Given that it is the commercial and tourism heart of the city, the Downtown area west of the Willamete seems to be the nexus for these sort of bars. Notable among them is Shiftdrinks. When I first walked in to Shiftdrink, I was struck by the minimalist, warehouse-like decor. I had anticipated something akin to MIlkboy- a bar in Philadelphia notable for the fact that it is directly across from Jefferson Hospital, and has a “happy hour” timed for each shift at the hospital- one should always be able to end a day’s (or night’s) work with a drink.
Shiftdrink, however, is something clearly different. It’s a place to meet friends, and specifically to grab a cocktail. While their beer menu DOES sport some fine choices, come on- you don’t go to a sushi restaurant and order pizza.
If you’re feeling something a bit less cosmopolitan in FEEL, if not necessarily in location- there’s always Swine. The companion bar to the Swank restaurant at the base of the Paramount Hotel, Swine specializes in two things: moonshine whiskey, and pork. With an exciting and intriguing bar menu for the bacon-obsessed individuals in your life, and great whiskey-based cocktails, it’s a great place to meet friends after dinner, or before a show.

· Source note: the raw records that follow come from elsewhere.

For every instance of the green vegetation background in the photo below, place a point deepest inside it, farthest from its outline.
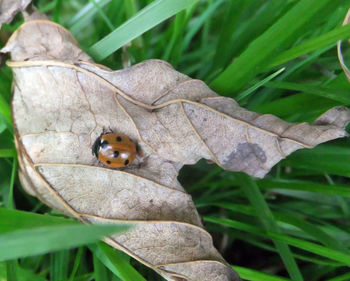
(273, 56)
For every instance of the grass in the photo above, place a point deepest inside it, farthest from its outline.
(275, 57)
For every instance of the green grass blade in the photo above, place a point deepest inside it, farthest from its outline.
(5, 110)
(59, 265)
(253, 275)
(339, 190)
(324, 40)
(323, 158)
(7, 153)
(102, 15)
(257, 200)
(76, 264)
(200, 21)
(344, 277)
(259, 84)
(12, 220)
(11, 268)
(84, 17)
(150, 16)
(313, 248)
(259, 53)
(341, 96)
(42, 240)
(116, 261)
(100, 271)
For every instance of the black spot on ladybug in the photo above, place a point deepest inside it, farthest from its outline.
(104, 144)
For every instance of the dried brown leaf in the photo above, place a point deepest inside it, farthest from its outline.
(340, 54)
(62, 102)
(10, 8)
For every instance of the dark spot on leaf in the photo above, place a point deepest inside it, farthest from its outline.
(246, 157)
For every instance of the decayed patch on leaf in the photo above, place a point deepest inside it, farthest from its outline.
(61, 104)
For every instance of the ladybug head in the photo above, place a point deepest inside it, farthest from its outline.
(96, 146)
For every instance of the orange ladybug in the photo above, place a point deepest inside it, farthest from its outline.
(114, 150)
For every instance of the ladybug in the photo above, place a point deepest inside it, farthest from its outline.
(114, 150)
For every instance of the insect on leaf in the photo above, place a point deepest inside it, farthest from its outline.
(62, 103)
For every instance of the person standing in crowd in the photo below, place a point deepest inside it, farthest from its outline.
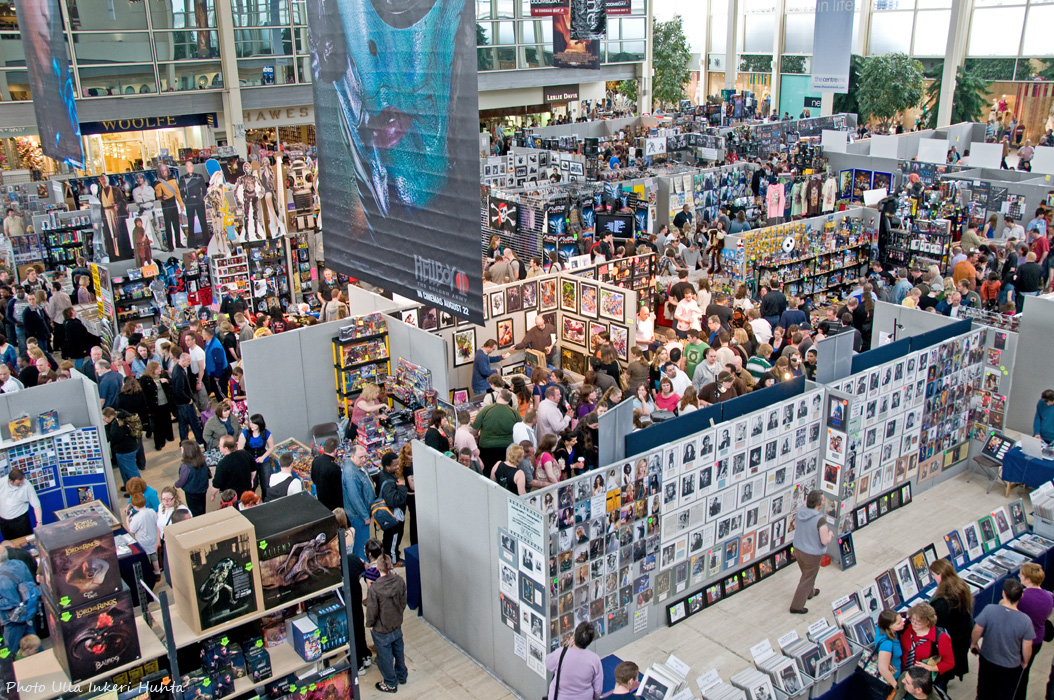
(494, 425)
(182, 397)
(385, 604)
(481, 366)
(1037, 603)
(358, 496)
(13, 574)
(17, 496)
(954, 605)
(578, 674)
(1002, 638)
(326, 475)
(811, 539)
(356, 567)
(282, 482)
(1042, 424)
(194, 477)
(157, 392)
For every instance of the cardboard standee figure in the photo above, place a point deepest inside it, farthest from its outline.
(248, 192)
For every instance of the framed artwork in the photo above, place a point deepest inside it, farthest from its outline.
(528, 295)
(587, 299)
(409, 316)
(594, 331)
(547, 294)
(464, 346)
(573, 331)
(569, 295)
(612, 305)
(505, 334)
(513, 302)
(572, 361)
(620, 341)
(845, 183)
(429, 318)
(496, 304)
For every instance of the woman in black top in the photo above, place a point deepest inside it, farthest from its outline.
(507, 472)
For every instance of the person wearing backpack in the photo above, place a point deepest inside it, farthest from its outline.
(391, 489)
(19, 600)
(284, 482)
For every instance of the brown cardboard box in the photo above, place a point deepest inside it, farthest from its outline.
(215, 568)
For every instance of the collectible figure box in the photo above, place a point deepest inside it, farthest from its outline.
(95, 638)
(298, 549)
(214, 568)
(78, 560)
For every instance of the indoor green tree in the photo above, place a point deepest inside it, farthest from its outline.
(970, 100)
(669, 61)
(889, 85)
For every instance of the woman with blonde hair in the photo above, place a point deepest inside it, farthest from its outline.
(954, 605)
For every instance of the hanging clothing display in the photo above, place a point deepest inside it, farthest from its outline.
(830, 195)
(775, 200)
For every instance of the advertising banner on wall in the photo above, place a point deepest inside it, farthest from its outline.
(51, 80)
(548, 7)
(396, 113)
(568, 53)
(831, 57)
(588, 20)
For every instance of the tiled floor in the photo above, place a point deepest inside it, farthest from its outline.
(720, 637)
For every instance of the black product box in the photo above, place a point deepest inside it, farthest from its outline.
(94, 639)
(257, 663)
(78, 560)
(297, 548)
(331, 618)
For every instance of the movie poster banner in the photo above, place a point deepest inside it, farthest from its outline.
(548, 7)
(51, 80)
(588, 20)
(396, 111)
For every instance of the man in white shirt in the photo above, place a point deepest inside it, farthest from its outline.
(1013, 230)
(677, 377)
(16, 498)
(197, 369)
(550, 420)
(7, 383)
(525, 429)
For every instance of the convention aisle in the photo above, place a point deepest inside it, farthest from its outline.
(720, 637)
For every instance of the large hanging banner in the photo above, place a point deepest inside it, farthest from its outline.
(831, 57)
(396, 111)
(51, 80)
(568, 53)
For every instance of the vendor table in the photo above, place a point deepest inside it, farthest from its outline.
(1019, 468)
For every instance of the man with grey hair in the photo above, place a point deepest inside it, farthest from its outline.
(110, 384)
(182, 396)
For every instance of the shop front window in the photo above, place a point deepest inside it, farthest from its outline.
(117, 80)
(177, 77)
(181, 14)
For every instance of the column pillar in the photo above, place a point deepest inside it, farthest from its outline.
(232, 91)
(732, 64)
(954, 55)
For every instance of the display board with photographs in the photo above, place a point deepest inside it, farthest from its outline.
(728, 498)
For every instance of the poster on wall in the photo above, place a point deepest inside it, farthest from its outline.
(51, 80)
(395, 104)
(548, 7)
(568, 53)
(831, 57)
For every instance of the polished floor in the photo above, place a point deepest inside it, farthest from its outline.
(719, 637)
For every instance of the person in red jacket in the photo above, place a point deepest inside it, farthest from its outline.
(922, 642)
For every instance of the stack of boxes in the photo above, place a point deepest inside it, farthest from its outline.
(89, 608)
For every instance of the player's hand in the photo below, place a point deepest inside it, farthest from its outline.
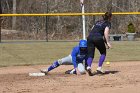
(109, 45)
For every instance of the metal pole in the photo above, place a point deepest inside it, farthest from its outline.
(0, 20)
(46, 24)
(83, 19)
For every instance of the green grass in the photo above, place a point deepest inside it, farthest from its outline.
(35, 53)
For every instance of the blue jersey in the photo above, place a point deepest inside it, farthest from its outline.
(77, 56)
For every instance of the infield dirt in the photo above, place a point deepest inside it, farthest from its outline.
(15, 79)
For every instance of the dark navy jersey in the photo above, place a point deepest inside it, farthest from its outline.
(78, 56)
(98, 29)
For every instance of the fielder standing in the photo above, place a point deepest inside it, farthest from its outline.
(77, 56)
(97, 38)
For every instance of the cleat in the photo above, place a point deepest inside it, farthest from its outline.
(100, 71)
(89, 71)
(44, 71)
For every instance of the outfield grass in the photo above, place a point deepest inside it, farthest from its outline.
(34, 53)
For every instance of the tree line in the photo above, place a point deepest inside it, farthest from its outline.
(61, 27)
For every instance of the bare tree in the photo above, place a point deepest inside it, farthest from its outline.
(14, 18)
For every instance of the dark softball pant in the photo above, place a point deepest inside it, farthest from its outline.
(97, 42)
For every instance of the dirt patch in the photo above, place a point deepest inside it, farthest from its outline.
(16, 80)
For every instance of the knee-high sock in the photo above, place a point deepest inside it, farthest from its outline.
(101, 60)
(89, 61)
(54, 65)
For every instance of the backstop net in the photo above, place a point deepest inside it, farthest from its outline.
(66, 27)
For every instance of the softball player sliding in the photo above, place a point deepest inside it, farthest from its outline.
(77, 56)
(97, 38)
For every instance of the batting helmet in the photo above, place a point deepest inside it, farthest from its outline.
(83, 43)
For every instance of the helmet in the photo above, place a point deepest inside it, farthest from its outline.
(82, 43)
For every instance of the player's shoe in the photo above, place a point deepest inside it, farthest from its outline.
(89, 71)
(44, 71)
(73, 71)
(100, 71)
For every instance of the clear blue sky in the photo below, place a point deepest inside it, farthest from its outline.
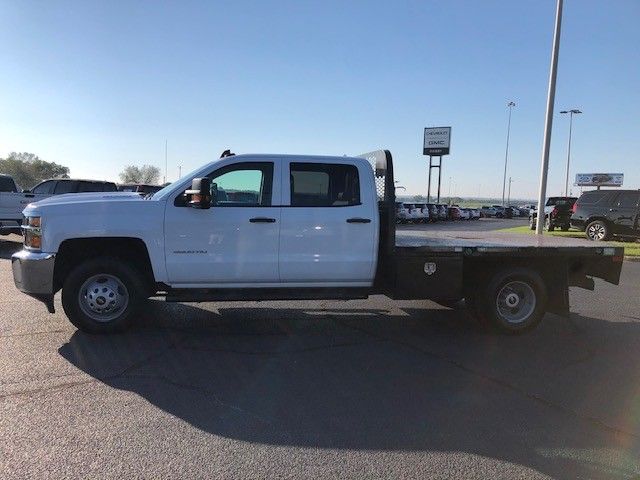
(98, 85)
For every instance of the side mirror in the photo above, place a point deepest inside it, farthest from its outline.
(200, 193)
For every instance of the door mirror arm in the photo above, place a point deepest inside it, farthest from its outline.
(199, 196)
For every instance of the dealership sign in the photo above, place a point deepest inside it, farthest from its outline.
(599, 179)
(437, 141)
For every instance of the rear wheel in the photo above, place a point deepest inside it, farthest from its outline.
(513, 301)
(597, 231)
(102, 295)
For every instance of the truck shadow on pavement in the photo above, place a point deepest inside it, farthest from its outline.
(559, 400)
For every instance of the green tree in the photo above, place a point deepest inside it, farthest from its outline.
(148, 174)
(27, 169)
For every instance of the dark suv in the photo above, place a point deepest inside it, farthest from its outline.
(604, 213)
(59, 186)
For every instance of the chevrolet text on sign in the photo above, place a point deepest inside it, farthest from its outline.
(437, 141)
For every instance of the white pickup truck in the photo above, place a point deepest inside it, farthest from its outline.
(279, 227)
(12, 202)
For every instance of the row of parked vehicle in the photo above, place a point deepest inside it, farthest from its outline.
(14, 199)
(432, 212)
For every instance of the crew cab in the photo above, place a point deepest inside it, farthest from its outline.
(12, 202)
(288, 227)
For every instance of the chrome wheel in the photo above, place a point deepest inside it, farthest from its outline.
(516, 302)
(103, 297)
(596, 231)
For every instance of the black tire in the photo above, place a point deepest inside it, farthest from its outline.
(131, 284)
(523, 286)
(598, 230)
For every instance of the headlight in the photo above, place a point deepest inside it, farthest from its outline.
(32, 233)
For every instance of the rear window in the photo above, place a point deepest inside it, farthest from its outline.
(628, 199)
(591, 198)
(7, 184)
(324, 185)
(66, 186)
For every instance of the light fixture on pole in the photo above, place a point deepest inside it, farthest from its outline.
(571, 113)
(506, 153)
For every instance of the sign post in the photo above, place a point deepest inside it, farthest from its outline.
(437, 142)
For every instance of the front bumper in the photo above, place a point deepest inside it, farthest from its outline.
(33, 275)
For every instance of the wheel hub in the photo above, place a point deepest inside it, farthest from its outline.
(516, 302)
(103, 297)
(512, 300)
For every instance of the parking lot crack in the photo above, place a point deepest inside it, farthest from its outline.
(502, 383)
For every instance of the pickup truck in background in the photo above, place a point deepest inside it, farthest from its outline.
(557, 214)
(289, 227)
(12, 203)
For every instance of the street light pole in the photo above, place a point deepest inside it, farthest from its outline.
(506, 153)
(571, 113)
(548, 124)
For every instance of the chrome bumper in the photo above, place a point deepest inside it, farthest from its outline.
(33, 272)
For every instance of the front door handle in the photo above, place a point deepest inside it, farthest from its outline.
(262, 220)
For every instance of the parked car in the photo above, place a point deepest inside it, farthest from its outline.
(417, 216)
(454, 213)
(433, 212)
(602, 214)
(557, 214)
(141, 188)
(488, 212)
(424, 211)
(402, 213)
(442, 212)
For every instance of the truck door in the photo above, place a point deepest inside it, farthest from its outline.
(624, 213)
(329, 231)
(236, 240)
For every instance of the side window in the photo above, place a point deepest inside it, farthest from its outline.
(324, 185)
(628, 200)
(242, 185)
(66, 186)
(7, 184)
(45, 188)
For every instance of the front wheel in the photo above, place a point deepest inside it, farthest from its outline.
(597, 231)
(514, 300)
(102, 295)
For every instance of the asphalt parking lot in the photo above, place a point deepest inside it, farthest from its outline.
(356, 389)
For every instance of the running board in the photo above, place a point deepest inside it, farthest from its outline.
(256, 294)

Beyond all this, however, there is one place that MUST be mentioned. Tucked away on SW Alder Ave is the Multnomah Whisk(e)y Library. No, the “library” bit is NOT just them being clever. Open to the public, but reservations only available to membership (at a $600 yearly price tag, and currently wait-listed), one may ascend a staircase in an dark, wood-walled hall and enter the smoking-room/study you always wished you had. With a leather-bound whiskey list an inch thick, listing two walls worth of whiskey in alphabetical order, this is a place for special moments. This is where you can melt into the leather upholstery of an arm-chair, enjoy a whiskey poured precisely to your wishes, and wrap yourself in the serene splendor. With very few actual tables, the Library DOES sport a brief but impressive menu- the price point, however, makes it a VERY special occasion sort of place. When you have the chance to taste whiskies that cost up to $2000 an ounce… yes. You ENJOY it.
Portland is weird, it loves BEING weird, and it REALLY loves getting weird.